Kein Hinderungsgrund

Vom Jakobsweg am Thunersee zweigt eine reizvolle alternative Route ab, ein Pilgerweg übers Wallis und die Alpen nach Varallo, dem „Neuen Jerusalem“ im Piemont. Die Strecke führt über St. Niklaus und weiter ins Saaser Tal, wo sie am Ende über den Moropass nach Piemont führt. Während des „Betens mit den Beinen“ auf über 220 Kilometern werden nebenbei noch 10000 Höhenmeter überwunden. Vielleicht nimmt ein Veranstalter die Idee eines Ultra-Pilgerlaufs einmal auf, für heute reicht mir eine kleinere Dosis Laufen. Statt in St. Niklaus Zwischenstation zu machen, beginne ich das Abenteuer dort, bleibe im tiefsten Tal der Schweiz und werde mich vor der Kulisse der wohl bekanntesten Bergsilhouette, dem Matterhorn, mit einem Fünftel der Höhenmeter begnügen. Das ist auch gut so, denn es wartete noch eine andere Aufgabe auf mich. Entsprechend bin ich vor einem Marathon wieder einmal aufgeregt.

Im Race Magazine des Zermatt Marathons, das die Teilnehmer nachhause geschickt bekamen, war das Portrait von Patric Marquart, einem Marathonläufer mit spastischer Lähmung, der sich heute einen Wunsch erfüllt und seinen ersten Bergmarathon läuft und mit dem Zermatt Marathon einen Traum wahr macht.
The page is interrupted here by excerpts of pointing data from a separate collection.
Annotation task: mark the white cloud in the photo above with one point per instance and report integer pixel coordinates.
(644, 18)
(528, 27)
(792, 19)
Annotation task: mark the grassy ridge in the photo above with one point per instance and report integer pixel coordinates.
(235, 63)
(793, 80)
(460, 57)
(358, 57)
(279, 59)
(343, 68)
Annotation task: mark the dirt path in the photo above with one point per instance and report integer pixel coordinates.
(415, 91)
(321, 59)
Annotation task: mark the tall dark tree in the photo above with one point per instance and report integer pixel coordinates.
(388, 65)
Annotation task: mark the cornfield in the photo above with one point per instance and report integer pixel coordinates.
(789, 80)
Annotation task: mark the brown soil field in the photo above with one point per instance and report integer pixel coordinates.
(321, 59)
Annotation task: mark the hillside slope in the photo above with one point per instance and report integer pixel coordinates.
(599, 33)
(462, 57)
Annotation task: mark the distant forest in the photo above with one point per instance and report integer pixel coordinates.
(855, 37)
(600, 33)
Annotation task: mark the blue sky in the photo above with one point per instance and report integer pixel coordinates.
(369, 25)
Da ihm die Trittsicherheit für die ausgesetzten Pfade fehlt, bot ich mich ihm als Begleiter an. Für die ersten 15km mit weniger als 400 Höhenmetern habe ich ein wenig Bedenken. Wegen mir und meiner Geschwindigkeit. Immerhin hat Patric in Hamburg Ende April seine PB auf 3:19 gesenkt. Ich sollte ihm folgen können und auf dem danach folgenden Trail noch eine Stütze sein…

Ich hoffe auf seine Nachsicht, so wie er auf die der anderen Teilnehmer hofft, falls wir als Gespann ein Hindernis fürs Überholen sind. Um allfälligem Unverständnis den Wind aus den Segeln zu nehmen, habe ich uns je ein Schild mit den Aufschriften „Handicapped Runner“ und „Guide“ auf den Rücken geheftet.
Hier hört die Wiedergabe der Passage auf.